Parlamentswahlen in Frankreich: Im Haus Macron riecht es angebrannt
Kurz nach den Präsidentschaftswahlen bekommt Macron den ersten Denkzettel: Bei den Parlamentswahlen kommt das linke Wahlbündnis von Mélenchon nahe.
F ür Präsident Emmanuel Macron wird das Regieren in Frankreich nach den Parlamentswahlen kompliziert. Aufgrund der Ergebnisse der ersten Runde könnte er seine absolute Mehrheit in der Nationalversammlung verlieren. Falls seine Koalition aber am kommenden Sonntag weniger als die Hälfte der 577 Abgeordnetensitze erringt, muss er für Kompromisse vermutlich den Konservativen politische Zugeständnisse machen, die bisher in der Opposition waren. Noch ist nichts verloren für Macron und seine Allianz „Ensemble!“, doch in Anbetracht der enttäuschenden Ergebnisse für mehrere kandidierende Minister*innen und andere prominente „Macronisten“ riecht es ein wenig angebrannt. Die linke Wahlunion NUPES dagegen jubelt schon, und ihr linkspopulistischer Chef Jean-Luc Mélenchon will weiterhin glauben machen, dass er Frankreichs nächster Premierminister werde.

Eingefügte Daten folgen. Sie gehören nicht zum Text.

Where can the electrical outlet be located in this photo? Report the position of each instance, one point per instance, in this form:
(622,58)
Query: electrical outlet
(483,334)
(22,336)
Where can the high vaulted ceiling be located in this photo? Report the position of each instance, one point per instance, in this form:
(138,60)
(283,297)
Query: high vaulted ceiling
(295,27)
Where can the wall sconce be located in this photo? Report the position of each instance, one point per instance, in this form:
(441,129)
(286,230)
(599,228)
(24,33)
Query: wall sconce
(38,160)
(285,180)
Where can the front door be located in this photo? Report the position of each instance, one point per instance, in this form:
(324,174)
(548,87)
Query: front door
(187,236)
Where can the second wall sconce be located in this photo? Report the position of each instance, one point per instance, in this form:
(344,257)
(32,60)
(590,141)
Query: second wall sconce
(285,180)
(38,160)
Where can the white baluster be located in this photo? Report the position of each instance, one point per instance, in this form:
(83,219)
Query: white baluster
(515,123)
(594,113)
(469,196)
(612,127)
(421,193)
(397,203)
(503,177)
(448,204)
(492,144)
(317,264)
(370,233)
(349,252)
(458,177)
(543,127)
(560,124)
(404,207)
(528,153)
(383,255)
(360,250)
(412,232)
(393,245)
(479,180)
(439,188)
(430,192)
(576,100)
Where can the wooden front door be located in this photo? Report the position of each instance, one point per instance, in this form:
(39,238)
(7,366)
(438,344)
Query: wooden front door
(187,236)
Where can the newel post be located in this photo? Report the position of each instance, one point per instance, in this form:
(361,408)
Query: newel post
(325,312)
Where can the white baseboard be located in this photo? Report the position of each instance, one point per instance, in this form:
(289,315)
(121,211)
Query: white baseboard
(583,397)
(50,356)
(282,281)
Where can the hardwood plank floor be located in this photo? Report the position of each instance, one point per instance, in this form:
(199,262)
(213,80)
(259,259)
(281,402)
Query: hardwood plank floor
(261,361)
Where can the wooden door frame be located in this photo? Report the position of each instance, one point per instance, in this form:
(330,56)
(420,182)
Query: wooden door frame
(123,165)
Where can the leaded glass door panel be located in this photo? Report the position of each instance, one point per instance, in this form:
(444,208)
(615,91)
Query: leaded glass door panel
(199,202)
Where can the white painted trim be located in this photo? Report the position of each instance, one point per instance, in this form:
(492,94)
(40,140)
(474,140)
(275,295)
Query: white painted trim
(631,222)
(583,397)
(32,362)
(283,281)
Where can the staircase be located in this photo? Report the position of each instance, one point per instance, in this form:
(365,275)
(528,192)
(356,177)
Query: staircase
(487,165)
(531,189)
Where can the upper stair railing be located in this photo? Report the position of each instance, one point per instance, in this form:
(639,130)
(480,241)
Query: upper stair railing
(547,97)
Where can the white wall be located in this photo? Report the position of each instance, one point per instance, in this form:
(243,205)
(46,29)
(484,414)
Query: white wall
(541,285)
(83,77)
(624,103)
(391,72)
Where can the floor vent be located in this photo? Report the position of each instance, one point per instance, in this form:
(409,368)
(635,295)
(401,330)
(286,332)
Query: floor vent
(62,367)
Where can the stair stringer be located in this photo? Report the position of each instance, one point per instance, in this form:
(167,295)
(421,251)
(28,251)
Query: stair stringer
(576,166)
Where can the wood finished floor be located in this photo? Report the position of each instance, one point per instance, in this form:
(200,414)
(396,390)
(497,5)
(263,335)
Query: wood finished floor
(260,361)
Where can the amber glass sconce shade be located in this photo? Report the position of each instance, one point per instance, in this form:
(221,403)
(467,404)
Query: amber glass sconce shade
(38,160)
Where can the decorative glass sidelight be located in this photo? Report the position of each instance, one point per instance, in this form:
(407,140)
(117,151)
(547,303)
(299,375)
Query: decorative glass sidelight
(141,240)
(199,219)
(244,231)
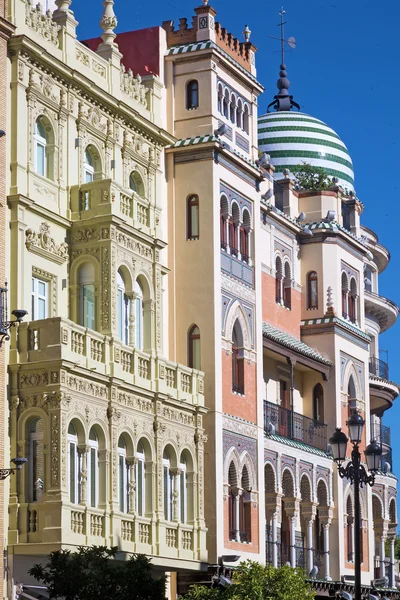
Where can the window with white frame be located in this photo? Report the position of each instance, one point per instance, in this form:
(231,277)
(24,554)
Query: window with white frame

Die französische Republik hat ihre Besonderheiten, die – selbst mit freund- oder nachbarschaftlichem Wohlwollen betrachtet – manchmal etwas eigenartig anmuten. Nur gerade sieben Wochen ist es her, dass die Französinnen und Franzosen ihren Präsidenten mit mehr als 58 Prozent der Stimmen wiedergewählt haben. Und nun wollen die Bürger*innen den Präsidenten bereits wieder desavouieren oder in die Schranken weisen.
Der Urnengang am Sonntag war die beste Gelegenheit, ihn zu etwas weniger Arroganz zu mahnen. Denn bei den Präsidentschaftswahlen hatte Macron ja im ersten Wahlgang das Vertrauen von nur 28 Prozent der Stimmen erhalten. In der Stichwahl optierten dann aber viele lediglich für ihn, weil sie ihn als kleineres Übel im Vergleich mit der Rechtsextremen Le Pen vorzogen. Das relativiert die Mehrheit, mit der Macron – ähnlich wie schon seine Vorgänger – im Finale schließlich gewonnen hat.
In solchen Fällen aber bleibt immer ein ungutes Gefühl oder gar der Vorwurf, er sei ja gar nicht als Kandidat einer echten Mehrheit des Volks gewählt worden. Die Stimmberechtigten wollten ihm das nun auf ihre Art in Erinnerung rufen. Dass die Allianz der Regierungsparteien „Ensemble!“ nach den definitiven Ergebnissen nicht klar führt, sondern praktisch ex aequo mit der linken Union NUPES (Nouvelle Union Populaire Écologique et Sociale) gleich zieht, ist allein schon eine Schmach für die bisherige Mehrheit und ihren Staatschef.
Gerade weil zudem in Frankreich der Staatschef über fast beängstigend große Machtbefugnisse verfügt, haben die Bürger*innen ohnehin regelmäßig das Bedürfnis, ihrem gewählten „Monarchen“ einen Denkzettel zu erteilen. Die Regeln der Wahldemokratie geben ihnen die Mittel dazu. Und voraussichtlich kommt Präsident Macron eigentlich noch glimpflich davon, falls nicht völlig wider Erwarten die NUPES mit einem Erdrutschsieg eine Mehrheit erhält. Denn zwei seiner Vorgänger (François Mitterrand und Jacques Chirac) mussten nach verlorenen Parlamentswahlen in einer „Cohabitation“ mit einem politischen Gegner als Premierminister auskommen und ihre Macht teilen. Dass in der zukünftigen Nationalversammlung die Oppositionsparteien wesentlich stärker als bisher sind, kann die Demokratie in Frankreich nur beleben.